The Year of Moving Forward

The Year of Moving Forward
At our 4 person wedding reception in DC

Wednesday, April 4, 2007

Are You Prepared? Is Birmingham losing ground?

Remember: This is National Public Health Week. And I have been promising something about disaster preparedness. Well here goes.

Disaster can happen at any moment. We can be forewarned, or it can occur without warning. We each need to have an Emergency Supply Kit. This is recommended by the U.S. Department of Homeland Security, and brought to you by the UAB School of Public Health, at which I am a student.

Items to Include in a Basic Emergency Supply Kit

Water, one gallon of water per person per day for at least three days.

Food, at least a three day supply of non-perishable food.

Battery powered or hand crank radio and a battery powered NOAA Weather Radio with tone alert and extra batteries for both.

Flashlight and extra batteries.

First Aid Kit.

Whistle to signal for help.

Dust mask to help filter contaminated air and plastic sheeting and duct tape to shelter-in-place.

Moist towelettes, garbage bags and plastic ties for personal sanitation.

Wrench or pliers to turn off utilities.

Can opener for food.

Local Maps.

To this I would add:

Pet Food for at least three days.

Chewing gum.

Paper towels.

A disaster can be a hurricane, for which you might think you are prepared, but they don't always behave as predicted. A tornado or storm that disrupts your utilities, for which you might have just a few minutes warning. A terrorist attack, for which there would be no warning. A fire...grab the kit as you are leaving. A blizzard that disrupts power, not likely, but remember 1993?

For more information visit:
Alabama Department of Public Health

Alabama Homeland Security

American Red Cross

Department of Homeland Security

Birmingham, The Shrinking City

Today’s Birmingham News reports that the Birmingham areas population growth is trailing other cities in the south, and we rank 27th among the Southeast’s 30 largest metro areas. Don Bogie, director of the Center for Demographic Research at Auburn Montgomery, said these census numbers represent a weakness in the Birmingham economy. It’s not always the economy, you know. There is the issue of image, and Birmingham just showed the nation of relocating businesses and employees that this is not where they want to be by refusing to pass the resolution of inclusiveness (see “Birmingham Falls Flat on its Face”). Maybe it is the economy, indirectly. If people are leaving to a more inclusive area (and don’t say they don’t. I get emails from such people every time I publish something about it), they are taking their skills and earning their high wages in other places. That affects the economy. If businesses decide not to locate in our city because they want their employees to feel safe and to have a voice in the city, then that affects the economy. Birmingham had better wake up, or they will continue to move down the scale in this category and many others.
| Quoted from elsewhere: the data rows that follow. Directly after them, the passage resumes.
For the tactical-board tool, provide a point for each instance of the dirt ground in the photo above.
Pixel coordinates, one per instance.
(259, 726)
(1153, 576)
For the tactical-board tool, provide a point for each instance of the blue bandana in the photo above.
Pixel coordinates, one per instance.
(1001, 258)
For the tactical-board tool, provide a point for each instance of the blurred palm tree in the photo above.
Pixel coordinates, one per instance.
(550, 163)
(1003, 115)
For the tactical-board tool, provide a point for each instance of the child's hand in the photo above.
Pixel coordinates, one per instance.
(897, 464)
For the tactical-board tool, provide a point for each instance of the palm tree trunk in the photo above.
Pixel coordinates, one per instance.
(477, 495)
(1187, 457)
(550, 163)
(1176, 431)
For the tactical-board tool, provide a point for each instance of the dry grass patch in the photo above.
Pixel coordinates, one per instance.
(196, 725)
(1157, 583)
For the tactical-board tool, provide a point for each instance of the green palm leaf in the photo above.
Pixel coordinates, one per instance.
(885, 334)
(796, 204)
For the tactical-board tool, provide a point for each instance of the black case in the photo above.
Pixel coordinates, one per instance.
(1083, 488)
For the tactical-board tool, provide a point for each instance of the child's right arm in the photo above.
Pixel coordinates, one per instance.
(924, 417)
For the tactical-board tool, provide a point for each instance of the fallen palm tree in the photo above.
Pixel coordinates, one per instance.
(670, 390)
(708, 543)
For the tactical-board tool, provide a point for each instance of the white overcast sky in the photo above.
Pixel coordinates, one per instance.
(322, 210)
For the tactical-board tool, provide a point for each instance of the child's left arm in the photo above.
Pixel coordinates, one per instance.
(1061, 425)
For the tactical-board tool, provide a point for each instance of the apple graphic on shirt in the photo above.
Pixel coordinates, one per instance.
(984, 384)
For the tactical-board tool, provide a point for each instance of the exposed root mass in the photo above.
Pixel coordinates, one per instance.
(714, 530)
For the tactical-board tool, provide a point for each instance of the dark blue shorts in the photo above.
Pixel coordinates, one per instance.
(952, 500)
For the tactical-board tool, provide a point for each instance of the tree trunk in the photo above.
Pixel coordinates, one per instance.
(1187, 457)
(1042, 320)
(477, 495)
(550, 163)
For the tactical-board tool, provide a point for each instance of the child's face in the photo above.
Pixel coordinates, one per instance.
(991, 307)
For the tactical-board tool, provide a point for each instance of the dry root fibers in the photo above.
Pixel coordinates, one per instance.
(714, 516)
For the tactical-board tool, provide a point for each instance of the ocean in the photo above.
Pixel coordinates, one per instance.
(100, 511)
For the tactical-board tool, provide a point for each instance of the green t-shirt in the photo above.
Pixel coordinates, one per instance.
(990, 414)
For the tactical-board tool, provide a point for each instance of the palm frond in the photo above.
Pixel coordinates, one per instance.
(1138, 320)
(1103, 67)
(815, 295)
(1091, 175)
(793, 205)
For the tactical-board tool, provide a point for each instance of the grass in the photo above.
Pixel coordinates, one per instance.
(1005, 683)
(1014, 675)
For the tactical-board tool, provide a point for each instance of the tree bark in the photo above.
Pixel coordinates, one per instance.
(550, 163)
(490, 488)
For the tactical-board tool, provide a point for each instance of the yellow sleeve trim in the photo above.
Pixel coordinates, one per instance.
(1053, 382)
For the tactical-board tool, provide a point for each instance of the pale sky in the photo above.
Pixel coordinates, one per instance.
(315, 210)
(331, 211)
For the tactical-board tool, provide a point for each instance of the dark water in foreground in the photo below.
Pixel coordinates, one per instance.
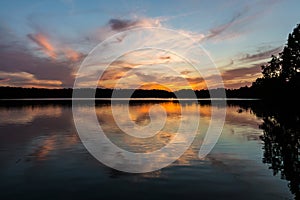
(42, 157)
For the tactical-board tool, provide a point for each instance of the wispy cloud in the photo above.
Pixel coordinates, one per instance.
(261, 54)
(44, 43)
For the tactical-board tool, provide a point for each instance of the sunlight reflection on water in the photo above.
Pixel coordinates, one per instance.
(41, 152)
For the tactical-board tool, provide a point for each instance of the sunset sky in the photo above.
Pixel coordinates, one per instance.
(42, 43)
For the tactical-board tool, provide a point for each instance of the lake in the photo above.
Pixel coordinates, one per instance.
(42, 156)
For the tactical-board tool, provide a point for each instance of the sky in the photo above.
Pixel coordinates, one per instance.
(43, 43)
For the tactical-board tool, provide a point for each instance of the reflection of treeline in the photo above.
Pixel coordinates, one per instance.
(17, 93)
(281, 138)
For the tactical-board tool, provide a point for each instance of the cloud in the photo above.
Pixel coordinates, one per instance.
(124, 24)
(24, 79)
(44, 43)
(215, 31)
(262, 54)
(235, 78)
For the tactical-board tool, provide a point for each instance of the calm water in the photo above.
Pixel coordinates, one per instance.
(42, 156)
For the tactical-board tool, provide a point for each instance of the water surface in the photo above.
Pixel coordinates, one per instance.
(42, 156)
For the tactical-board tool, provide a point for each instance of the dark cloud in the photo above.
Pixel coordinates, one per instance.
(120, 24)
(262, 54)
(123, 24)
(240, 73)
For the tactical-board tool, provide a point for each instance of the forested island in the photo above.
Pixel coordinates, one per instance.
(280, 79)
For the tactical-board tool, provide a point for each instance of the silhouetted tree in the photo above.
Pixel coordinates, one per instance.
(281, 137)
(281, 75)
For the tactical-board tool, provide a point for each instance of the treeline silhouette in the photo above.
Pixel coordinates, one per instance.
(281, 75)
(280, 79)
(281, 139)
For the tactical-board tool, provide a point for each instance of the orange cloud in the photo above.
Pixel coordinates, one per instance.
(71, 54)
(154, 86)
(43, 42)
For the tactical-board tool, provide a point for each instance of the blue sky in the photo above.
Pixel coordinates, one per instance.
(42, 43)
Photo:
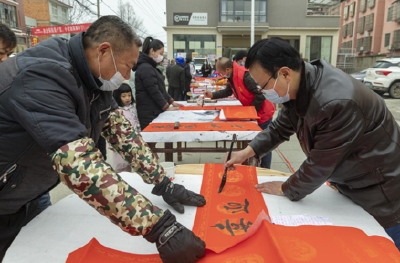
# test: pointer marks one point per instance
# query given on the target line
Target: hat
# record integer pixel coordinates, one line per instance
(180, 60)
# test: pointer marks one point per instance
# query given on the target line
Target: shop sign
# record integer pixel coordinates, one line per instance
(34, 41)
(191, 19)
(54, 30)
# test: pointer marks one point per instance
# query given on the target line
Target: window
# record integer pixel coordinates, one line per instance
(64, 12)
(240, 11)
(346, 12)
(369, 22)
(387, 39)
(359, 45)
(396, 11)
(390, 14)
(363, 6)
(201, 44)
(350, 29)
(396, 39)
(367, 43)
(8, 15)
(352, 9)
(371, 3)
(54, 11)
(344, 31)
(319, 47)
(361, 22)
(21, 40)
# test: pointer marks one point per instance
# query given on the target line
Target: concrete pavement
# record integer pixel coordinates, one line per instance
(290, 151)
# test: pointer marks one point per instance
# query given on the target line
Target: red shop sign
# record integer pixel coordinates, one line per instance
(54, 30)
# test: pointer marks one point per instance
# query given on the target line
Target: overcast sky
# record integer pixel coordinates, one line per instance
(151, 11)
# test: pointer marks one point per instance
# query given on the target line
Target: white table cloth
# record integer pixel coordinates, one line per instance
(71, 223)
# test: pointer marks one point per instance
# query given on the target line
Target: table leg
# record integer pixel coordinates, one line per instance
(179, 146)
(169, 157)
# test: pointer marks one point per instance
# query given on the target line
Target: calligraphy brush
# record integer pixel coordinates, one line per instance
(221, 187)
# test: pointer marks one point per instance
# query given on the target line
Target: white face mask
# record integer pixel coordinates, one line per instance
(159, 58)
(273, 96)
(115, 82)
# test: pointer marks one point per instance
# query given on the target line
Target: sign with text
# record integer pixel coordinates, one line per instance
(191, 19)
(55, 30)
(34, 41)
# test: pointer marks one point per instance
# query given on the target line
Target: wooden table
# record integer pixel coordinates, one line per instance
(71, 223)
(198, 116)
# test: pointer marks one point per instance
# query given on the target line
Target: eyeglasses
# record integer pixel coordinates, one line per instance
(267, 82)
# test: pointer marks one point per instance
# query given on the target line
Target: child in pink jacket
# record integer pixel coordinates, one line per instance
(123, 97)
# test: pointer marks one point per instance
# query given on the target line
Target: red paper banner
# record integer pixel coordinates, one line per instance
(226, 218)
(229, 224)
(34, 41)
(55, 30)
(206, 126)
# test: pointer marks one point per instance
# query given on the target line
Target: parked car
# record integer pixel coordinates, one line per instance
(359, 75)
(384, 77)
(198, 63)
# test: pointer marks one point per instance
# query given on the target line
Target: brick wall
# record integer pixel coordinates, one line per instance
(37, 9)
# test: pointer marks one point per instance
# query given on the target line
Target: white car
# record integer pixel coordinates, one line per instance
(198, 63)
(384, 77)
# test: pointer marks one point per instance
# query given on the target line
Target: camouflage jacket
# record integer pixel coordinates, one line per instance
(52, 112)
(83, 170)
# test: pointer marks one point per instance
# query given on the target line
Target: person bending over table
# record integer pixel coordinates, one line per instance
(151, 96)
(242, 85)
(348, 134)
(55, 102)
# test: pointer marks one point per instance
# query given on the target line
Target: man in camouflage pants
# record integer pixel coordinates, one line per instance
(55, 102)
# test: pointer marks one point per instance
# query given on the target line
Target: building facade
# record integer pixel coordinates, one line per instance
(218, 28)
(48, 13)
(370, 29)
(12, 14)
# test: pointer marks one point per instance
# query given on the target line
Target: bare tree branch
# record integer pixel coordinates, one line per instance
(127, 13)
(81, 11)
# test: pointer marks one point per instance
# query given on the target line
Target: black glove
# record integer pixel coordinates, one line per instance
(176, 195)
(175, 243)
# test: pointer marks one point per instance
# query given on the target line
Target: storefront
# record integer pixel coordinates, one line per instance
(221, 28)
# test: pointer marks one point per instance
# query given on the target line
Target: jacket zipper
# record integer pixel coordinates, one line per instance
(10, 170)
(101, 112)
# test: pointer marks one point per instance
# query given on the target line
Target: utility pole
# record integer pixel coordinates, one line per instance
(252, 23)
(98, 8)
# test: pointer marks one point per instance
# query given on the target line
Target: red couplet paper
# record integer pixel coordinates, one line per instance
(236, 228)
(226, 218)
(94, 252)
(206, 126)
(239, 113)
(207, 107)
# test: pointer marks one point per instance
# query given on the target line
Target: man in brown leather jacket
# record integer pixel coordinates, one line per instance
(349, 136)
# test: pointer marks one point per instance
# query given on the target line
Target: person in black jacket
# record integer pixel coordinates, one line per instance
(151, 96)
(349, 136)
(188, 78)
(176, 83)
(8, 41)
(206, 69)
(55, 102)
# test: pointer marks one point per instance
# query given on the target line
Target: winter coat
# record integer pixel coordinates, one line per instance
(151, 95)
(349, 137)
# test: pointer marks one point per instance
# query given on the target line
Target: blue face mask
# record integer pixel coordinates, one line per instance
(273, 96)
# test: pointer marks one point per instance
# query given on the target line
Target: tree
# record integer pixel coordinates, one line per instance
(126, 12)
(82, 11)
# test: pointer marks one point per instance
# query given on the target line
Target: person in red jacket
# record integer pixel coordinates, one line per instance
(244, 88)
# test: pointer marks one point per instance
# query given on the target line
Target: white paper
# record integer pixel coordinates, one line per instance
(222, 116)
(300, 220)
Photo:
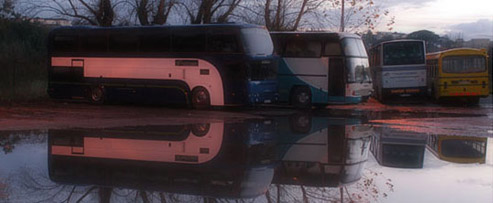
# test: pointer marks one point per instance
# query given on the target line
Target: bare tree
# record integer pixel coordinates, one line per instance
(278, 14)
(153, 11)
(94, 12)
(209, 11)
(353, 15)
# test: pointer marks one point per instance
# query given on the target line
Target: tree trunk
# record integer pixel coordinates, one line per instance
(142, 12)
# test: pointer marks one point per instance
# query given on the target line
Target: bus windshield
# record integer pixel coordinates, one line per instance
(463, 64)
(257, 42)
(358, 70)
(463, 148)
(403, 53)
(354, 47)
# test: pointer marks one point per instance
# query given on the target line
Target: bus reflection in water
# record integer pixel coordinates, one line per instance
(321, 151)
(458, 149)
(399, 149)
(213, 159)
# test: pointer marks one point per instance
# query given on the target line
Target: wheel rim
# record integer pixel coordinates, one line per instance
(303, 121)
(201, 97)
(97, 94)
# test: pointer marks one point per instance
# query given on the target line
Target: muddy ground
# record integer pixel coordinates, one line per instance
(422, 117)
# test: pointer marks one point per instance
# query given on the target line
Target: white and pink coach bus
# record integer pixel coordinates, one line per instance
(198, 65)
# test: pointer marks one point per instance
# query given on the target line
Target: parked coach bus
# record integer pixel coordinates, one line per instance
(321, 68)
(458, 74)
(201, 65)
(398, 69)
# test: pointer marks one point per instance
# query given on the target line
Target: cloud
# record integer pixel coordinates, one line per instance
(482, 28)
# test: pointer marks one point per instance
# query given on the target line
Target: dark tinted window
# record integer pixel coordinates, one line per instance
(155, 42)
(189, 40)
(65, 43)
(464, 148)
(332, 49)
(464, 64)
(96, 42)
(403, 53)
(403, 156)
(225, 43)
(123, 43)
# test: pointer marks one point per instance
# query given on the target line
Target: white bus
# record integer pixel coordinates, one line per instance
(398, 69)
(198, 65)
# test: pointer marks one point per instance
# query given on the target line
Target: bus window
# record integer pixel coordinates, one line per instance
(332, 49)
(151, 42)
(463, 64)
(403, 53)
(123, 43)
(188, 40)
(257, 41)
(94, 43)
(223, 43)
(302, 48)
(65, 43)
(354, 47)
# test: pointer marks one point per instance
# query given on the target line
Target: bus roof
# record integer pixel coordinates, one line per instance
(456, 52)
(84, 27)
(341, 35)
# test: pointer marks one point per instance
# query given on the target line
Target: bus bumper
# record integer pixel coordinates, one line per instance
(262, 92)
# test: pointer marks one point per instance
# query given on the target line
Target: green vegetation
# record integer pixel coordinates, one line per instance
(22, 60)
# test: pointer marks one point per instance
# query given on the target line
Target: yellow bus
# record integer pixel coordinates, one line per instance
(458, 74)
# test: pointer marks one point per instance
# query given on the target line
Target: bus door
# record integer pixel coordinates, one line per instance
(337, 86)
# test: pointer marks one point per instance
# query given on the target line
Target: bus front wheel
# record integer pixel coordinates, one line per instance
(97, 95)
(200, 98)
(301, 97)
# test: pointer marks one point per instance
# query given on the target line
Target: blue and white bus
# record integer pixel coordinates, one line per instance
(321, 68)
(399, 69)
(200, 65)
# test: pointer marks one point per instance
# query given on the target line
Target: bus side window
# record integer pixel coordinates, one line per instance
(222, 43)
(123, 43)
(332, 49)
(189, 40)
(155, 42)
(94, 43)
(65, 43)
(302, 48)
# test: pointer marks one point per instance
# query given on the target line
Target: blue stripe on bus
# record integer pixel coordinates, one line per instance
(287, 80)
(397, 68)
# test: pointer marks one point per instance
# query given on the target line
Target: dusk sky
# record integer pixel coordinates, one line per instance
(472, 18)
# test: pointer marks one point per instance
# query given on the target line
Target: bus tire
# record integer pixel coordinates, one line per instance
(300, 123)
(201, 98)
(97, 95)
(301, 97)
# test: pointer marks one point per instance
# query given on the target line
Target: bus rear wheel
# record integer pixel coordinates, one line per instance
(97, 95)
(301, 97)
(200, 98)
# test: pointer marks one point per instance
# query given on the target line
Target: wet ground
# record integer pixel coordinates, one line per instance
(57, 151)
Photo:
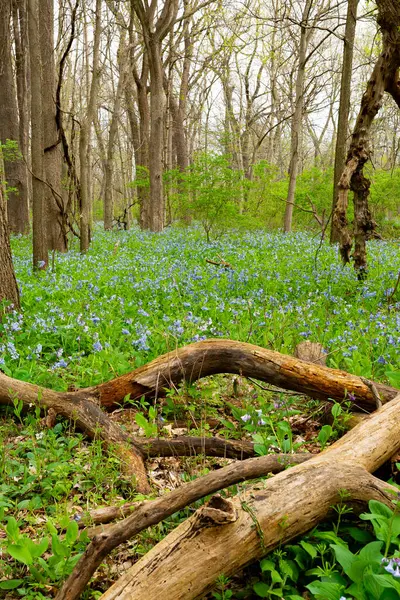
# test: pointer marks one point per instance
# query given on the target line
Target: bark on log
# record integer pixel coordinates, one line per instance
(227, 356)
(190, 446)
(154, 511)
(188, 364)
(286, 506)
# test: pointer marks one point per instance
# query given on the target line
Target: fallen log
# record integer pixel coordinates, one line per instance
(82, 409)
(154, 511)
(227, 356)
(228, 537)
(190, 446)
(189, 364)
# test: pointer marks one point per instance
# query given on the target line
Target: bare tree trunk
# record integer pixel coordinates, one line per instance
(15, 168)
(384, 77)
(344, 106)
(154, 30)
(157, 123)
(40, 253)
(8, 289)
(109, 167)
(20, 26)
(297, 118)
(55, 211)
(84, 139)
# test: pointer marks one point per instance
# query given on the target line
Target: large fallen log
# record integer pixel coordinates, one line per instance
(154, 511)
(187, 562)
(189, 364)
(227, 356)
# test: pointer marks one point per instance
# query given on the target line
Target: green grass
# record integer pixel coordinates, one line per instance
(134, 296)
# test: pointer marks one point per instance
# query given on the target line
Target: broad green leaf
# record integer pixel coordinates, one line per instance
(325, 591)
(141, 420)
(343, 556)
(58, 547)
(72, 532)
(309, 548)
(261, 589)
(10, 584)
(20, 553)
(266, 565)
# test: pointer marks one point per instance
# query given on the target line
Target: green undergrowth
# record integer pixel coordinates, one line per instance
(135, 296)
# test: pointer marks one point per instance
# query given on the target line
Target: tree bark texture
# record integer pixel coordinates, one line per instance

Local film artist Alex Traywick has an episode of Stranger Things TV viewable online at It last about 13 minutes, and is titled “Discontent.” Scroll down to Episode 2A by that title and enjoy. Don’t play it in front of your kids, the f word is used in part of the dialogue. Haven’t heard of Stranger Things TV? Well, if you like your world the way it is, stop now. Stranger Things is about ordinary people stumbling into the secret worlds of the demons, aliens, shamans, and angels. The stories expose the bizarre and the extraordinary things happening all around us, everyday. Good job, Alex.

1 comment:

Anonymous said...

Regarding preparedness, maybe it's the 1/16 chromosomes we share. Over a year ago, I started just such a pantry, and it's an ongoing rotation, but it's at least up to a 3-month stock of essentials in the event of an emergency. One such post on this can be found here, but I've written a number of them - can best be found by putting "preparedness" in the search box.

I was galvanized by an increasing awareness of avian influenza but that doesn't matter - there are all kinds of emergencies, and preparing is preparing.

One odd thing was some of the commenters: one in particular simply kept saying over and over, well, what do you do when it all runs out? And I kept saying to him (he on the New Madrid Fault) - I'll have survived on my own 3 months longer than you will. But it never registered. He was locked into the expectation that the government would take care of us all. After Katrina, which occurred a few months before all this exchange, it seems odd that anyone could imagine that the government "will take care of us all", at least for this current one.

So yes, be prepared. Even if it's only to have flashlights handy, but if you're inclined to do more, then do as you grandparents did and keep a several-week, or better, a several-month stock on hand. It can't hurt, as you'll use everything in rotation, and it could mean all the difference in the world.

Further, it liberates you to some extent, and allows you more freedom to help others in the event of a long term emergency. You're not standing in line all the time desperately trying to get food, for instance.